Behavioural changes can reduce the incoming stress signals. They can't directly regulate a dysregulated cortisol response. If your HPA axis has been running in overdrive for months, your body's cortisol regulation has been recalibrated around that state. It takes more than an evening walk to shift it.
This is the gap that clinical ashwagandha research addresses directly.
What the research actually shows
A double-blind, placebo-controlled trial published in Medicine (2019) measured serum cortisol levels in adults taking 240mg of standardized ashwagandha extract daily over 60 days. The result: a 23% reduction in cortisol, alongside significant reductions in perceived stress and anxiety scores.
A separate trial using 300mg of KSM-66 standardized extract over 8 weeks showed a 27.9% reduction in cortisol.

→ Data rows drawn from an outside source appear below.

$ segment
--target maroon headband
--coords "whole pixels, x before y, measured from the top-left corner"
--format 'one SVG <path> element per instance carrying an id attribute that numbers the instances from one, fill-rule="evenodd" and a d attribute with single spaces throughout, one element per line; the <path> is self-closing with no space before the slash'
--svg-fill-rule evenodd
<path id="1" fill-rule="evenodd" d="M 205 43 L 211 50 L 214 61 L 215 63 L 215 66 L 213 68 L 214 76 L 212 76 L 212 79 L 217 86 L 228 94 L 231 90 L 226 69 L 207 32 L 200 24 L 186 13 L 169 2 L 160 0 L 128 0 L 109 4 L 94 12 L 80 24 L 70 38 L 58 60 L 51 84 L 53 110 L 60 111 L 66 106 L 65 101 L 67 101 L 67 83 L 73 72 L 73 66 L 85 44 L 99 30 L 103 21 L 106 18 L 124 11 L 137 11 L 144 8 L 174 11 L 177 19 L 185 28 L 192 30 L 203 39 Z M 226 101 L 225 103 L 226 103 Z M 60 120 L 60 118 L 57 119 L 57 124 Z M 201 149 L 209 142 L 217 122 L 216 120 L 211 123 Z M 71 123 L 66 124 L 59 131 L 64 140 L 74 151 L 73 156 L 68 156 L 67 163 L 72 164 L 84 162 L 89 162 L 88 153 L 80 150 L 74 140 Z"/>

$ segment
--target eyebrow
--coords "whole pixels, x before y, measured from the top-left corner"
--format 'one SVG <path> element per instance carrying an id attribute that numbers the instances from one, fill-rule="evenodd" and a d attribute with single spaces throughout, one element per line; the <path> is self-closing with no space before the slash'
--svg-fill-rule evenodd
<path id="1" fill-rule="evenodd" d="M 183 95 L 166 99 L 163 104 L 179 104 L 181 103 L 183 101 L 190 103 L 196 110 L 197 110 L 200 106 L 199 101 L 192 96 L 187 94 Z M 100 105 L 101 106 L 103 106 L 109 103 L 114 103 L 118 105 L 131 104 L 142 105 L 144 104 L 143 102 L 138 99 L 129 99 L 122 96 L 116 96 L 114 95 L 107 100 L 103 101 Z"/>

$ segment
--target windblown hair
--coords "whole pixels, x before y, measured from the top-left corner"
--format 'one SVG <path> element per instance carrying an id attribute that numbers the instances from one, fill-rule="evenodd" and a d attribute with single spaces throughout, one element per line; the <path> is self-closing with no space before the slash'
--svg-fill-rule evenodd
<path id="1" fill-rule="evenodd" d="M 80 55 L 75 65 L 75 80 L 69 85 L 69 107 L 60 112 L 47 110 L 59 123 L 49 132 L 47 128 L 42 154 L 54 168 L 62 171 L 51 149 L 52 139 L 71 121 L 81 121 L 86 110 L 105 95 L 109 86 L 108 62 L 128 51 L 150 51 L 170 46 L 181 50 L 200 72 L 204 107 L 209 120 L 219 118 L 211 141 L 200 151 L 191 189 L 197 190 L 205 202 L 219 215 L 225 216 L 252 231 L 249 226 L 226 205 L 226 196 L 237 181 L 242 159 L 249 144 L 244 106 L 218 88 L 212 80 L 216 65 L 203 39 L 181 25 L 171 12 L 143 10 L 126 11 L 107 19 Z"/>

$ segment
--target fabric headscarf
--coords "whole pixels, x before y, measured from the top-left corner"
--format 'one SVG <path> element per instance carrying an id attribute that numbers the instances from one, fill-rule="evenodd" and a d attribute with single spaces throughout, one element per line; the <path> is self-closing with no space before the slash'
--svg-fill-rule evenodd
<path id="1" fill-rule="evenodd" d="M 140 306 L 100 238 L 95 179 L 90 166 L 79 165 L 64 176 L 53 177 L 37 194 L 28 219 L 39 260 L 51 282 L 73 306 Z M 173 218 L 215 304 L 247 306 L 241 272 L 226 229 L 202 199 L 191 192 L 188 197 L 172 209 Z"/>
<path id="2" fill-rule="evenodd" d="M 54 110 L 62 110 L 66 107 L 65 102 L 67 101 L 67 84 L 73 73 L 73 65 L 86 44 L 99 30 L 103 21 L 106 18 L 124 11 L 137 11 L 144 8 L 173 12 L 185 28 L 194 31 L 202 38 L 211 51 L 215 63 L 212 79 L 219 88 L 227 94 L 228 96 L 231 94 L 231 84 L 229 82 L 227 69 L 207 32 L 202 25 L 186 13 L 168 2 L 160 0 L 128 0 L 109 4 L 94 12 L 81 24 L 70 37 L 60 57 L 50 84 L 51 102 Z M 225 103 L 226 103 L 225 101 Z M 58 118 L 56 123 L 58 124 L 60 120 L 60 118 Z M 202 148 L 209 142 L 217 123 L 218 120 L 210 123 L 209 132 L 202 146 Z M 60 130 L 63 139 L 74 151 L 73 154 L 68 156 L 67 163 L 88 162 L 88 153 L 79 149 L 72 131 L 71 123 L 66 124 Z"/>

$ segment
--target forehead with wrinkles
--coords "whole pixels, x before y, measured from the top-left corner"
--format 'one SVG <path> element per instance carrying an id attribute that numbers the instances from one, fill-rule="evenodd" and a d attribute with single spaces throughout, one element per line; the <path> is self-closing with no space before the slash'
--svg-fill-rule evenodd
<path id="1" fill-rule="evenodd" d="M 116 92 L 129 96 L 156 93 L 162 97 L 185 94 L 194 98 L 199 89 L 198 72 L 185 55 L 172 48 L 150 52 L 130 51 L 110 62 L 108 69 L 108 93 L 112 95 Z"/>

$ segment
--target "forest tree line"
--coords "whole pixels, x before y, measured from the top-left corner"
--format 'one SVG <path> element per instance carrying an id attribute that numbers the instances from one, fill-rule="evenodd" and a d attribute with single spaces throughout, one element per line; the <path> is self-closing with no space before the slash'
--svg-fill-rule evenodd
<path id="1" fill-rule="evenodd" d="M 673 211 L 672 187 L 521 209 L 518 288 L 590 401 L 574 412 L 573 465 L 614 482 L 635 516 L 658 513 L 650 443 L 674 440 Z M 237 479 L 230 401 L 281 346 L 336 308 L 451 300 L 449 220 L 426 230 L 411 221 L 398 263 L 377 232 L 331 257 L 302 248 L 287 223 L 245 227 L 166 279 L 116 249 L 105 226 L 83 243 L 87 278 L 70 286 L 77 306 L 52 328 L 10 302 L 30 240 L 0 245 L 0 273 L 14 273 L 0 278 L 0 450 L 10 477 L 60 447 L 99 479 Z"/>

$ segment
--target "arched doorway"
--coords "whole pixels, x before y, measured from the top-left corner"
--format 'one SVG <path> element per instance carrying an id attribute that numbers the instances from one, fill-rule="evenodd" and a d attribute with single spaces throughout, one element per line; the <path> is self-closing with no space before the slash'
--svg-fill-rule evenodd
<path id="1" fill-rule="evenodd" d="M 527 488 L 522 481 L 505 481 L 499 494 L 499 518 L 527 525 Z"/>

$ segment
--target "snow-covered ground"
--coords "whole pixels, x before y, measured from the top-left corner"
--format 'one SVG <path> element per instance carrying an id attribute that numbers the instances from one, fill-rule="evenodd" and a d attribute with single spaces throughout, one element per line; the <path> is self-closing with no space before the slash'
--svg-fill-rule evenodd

Participants also reported measurable improvements in sleep quality, energy levels, and mental clarity.
The mechanism is not sedation. Ashwagandha does not knock cortisol down the way a sedative suppresses the nervous system. It works by supporting the body's own regulatory mechanisms — helping the HPA axis return to a more balanced baseline rather than running permanently elevated.

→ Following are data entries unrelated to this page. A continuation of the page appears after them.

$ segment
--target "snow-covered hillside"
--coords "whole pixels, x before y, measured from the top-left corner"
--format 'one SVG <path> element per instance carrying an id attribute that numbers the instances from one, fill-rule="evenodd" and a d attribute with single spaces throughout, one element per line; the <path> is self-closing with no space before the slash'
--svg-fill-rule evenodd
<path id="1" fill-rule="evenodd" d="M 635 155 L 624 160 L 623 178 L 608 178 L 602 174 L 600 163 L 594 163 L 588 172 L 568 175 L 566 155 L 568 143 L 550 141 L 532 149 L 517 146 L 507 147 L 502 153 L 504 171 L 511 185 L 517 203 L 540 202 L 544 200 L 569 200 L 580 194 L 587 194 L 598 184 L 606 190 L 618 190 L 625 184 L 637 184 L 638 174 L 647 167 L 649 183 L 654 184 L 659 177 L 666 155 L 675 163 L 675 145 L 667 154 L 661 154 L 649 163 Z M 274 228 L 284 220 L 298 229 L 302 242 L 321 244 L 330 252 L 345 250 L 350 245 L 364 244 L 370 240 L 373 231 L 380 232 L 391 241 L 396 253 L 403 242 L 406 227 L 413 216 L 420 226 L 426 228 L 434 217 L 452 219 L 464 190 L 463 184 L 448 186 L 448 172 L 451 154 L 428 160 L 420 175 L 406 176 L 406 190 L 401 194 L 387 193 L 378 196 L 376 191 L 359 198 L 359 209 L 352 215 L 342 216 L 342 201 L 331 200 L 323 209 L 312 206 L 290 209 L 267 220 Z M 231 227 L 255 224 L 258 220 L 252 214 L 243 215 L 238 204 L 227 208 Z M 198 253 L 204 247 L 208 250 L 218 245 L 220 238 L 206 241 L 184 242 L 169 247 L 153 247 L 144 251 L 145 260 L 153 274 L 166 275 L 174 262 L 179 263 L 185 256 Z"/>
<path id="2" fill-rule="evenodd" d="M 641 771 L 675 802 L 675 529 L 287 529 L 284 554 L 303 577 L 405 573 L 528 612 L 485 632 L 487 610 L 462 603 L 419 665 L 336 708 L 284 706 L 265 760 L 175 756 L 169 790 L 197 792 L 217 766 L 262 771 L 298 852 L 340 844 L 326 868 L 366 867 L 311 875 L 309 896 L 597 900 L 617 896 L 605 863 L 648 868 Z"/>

The key distinction: Ashwagandha doesn't block your stress response. It helps your body regulate it more effectively. The difference matters. You still feel urgency when urgency is warranted. The difference is that it doesn't stay switched on when the situation has passed.

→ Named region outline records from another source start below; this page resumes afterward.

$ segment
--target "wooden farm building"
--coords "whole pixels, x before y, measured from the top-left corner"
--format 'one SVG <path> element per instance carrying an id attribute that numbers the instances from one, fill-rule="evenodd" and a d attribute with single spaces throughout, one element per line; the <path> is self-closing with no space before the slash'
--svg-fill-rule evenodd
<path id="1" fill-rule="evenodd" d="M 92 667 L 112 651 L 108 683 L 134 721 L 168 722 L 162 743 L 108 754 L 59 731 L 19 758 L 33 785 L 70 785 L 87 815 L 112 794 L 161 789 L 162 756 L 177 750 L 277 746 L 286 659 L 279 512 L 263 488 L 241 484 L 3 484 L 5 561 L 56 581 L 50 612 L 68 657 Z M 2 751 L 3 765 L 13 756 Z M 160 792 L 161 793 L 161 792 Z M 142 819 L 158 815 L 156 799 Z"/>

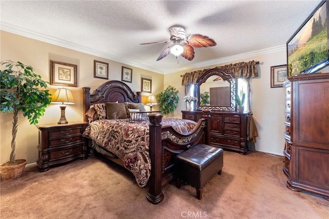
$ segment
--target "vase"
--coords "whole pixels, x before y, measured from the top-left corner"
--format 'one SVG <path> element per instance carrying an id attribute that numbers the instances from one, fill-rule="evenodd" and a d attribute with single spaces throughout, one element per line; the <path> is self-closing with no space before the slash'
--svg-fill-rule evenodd
<path id="1" fill-rule="evenodd" d="M 188 111 L 191 111 L 192 110 L 192 106 L 191 105 L 191 102 L 186 102 L 186 106 L 187 106 Z"/>

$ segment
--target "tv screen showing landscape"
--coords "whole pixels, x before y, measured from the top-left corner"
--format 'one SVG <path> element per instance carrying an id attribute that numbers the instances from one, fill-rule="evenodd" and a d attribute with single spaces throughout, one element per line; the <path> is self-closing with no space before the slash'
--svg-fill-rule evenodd
<path id="1" fill-rule="evenodd" d="M 315 73 L 329 64 L 326 2 L 319 5 L 287 42 L 289 76 Z"/>

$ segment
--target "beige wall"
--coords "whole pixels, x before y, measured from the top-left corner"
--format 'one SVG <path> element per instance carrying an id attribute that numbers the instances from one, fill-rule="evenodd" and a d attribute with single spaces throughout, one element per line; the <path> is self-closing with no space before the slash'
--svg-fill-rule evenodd
<path id="1" fill-rule="evenodd" d="M 75 104 L 67 105 L 65 115 L 69 121 L 83 121 L 82 93 L 81 87 L 88 86 L 93 92 L 104 79 L 94 78 L 94 60 L 107 62 L 109 66 L 109 80 L 121 80 L 122 66 L 133 69 L 133 82 L 126 83 L 134 92 L 140 91 L 141 77 L 152 79 L 152 93 L 156 95 L 163 90 L 163 75 L 122 64 L 111 60 L 80 52 L 71 49 L 1 31 L 1 60 L 19 61 L 32 66 L 35 72 L 42 79 L 50 81 L 50 60 L 64 62 L 78 65 L 77 87 L 66 87 L 72 93 Z M 49 85 L 48 89 L 53 93 L 61 86 Z M 142 101 L 149 94 L 142 94 Z M 157 106 L 154 110 L 158 110 Z M 11 151 L 12 114 L 0 114 L 0 163 L 8 161 Z M 51 104 L 40 120 L 39 124 L 57 123 L 60 117 L 58 105 Z M 24 158 L 28 163 L 35 162 L 38 158 L 38 130 L 30 125 L 27 119 L 21 115 L 16 137 L 16 158 Z"/>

Why standardization matters here
The trials that produced these results used standardized ashwagandha extract — specifically, extract standardized to a guaranteed withanolide percentage. Withanolides are the active compounds responsible for the adaptogenic effects.
Raw ashwagandha powder contains withanolides. But the amount varies wildly — from 0.5% to 3% depending on the root, the harvest, and the processing. You can't predict what you're getting. The trials used 5% standardized extract because that's the level needed to produce a reliable, measurable effect.
If you've taken ashwagandha before and felt nothing, this is the most likely explanation. Not that the compound doesn't work. That you weren't getting enough of the active compound to produce an effect.
The timeline you should expect
The 27% cortisol reduction happens at week 8. Not week 1. Most people notice the first signs of change around week 3. Sleep improves first — falling asleep faster, fewer middle-of-the-night wake-ups. Then the stress response begins to feel slightly damped. The same situations produce a smaller internal reaction.
By week 6 to 8, the change is more consistent. The evenings start to feel different. You finish the day with something left. The background noise quiets. Not dramatically. Noticeably. Steadily.
The cycling protocol matters too: 8 weeks on, then 2 to 3 weeks off. This is not a marketing convention. It's how the studies were run. The break allows your receptors to reset so that each cycle works as effectively as the first.
This article is for informational purposes only and is based on published clinical research on standardized ashwagandha extract. It does not constitute medical advice. If you have a diagnosed anxiety disorder, a thyroid condition, or take prescription medication, speak to your doctor before starting any supplement.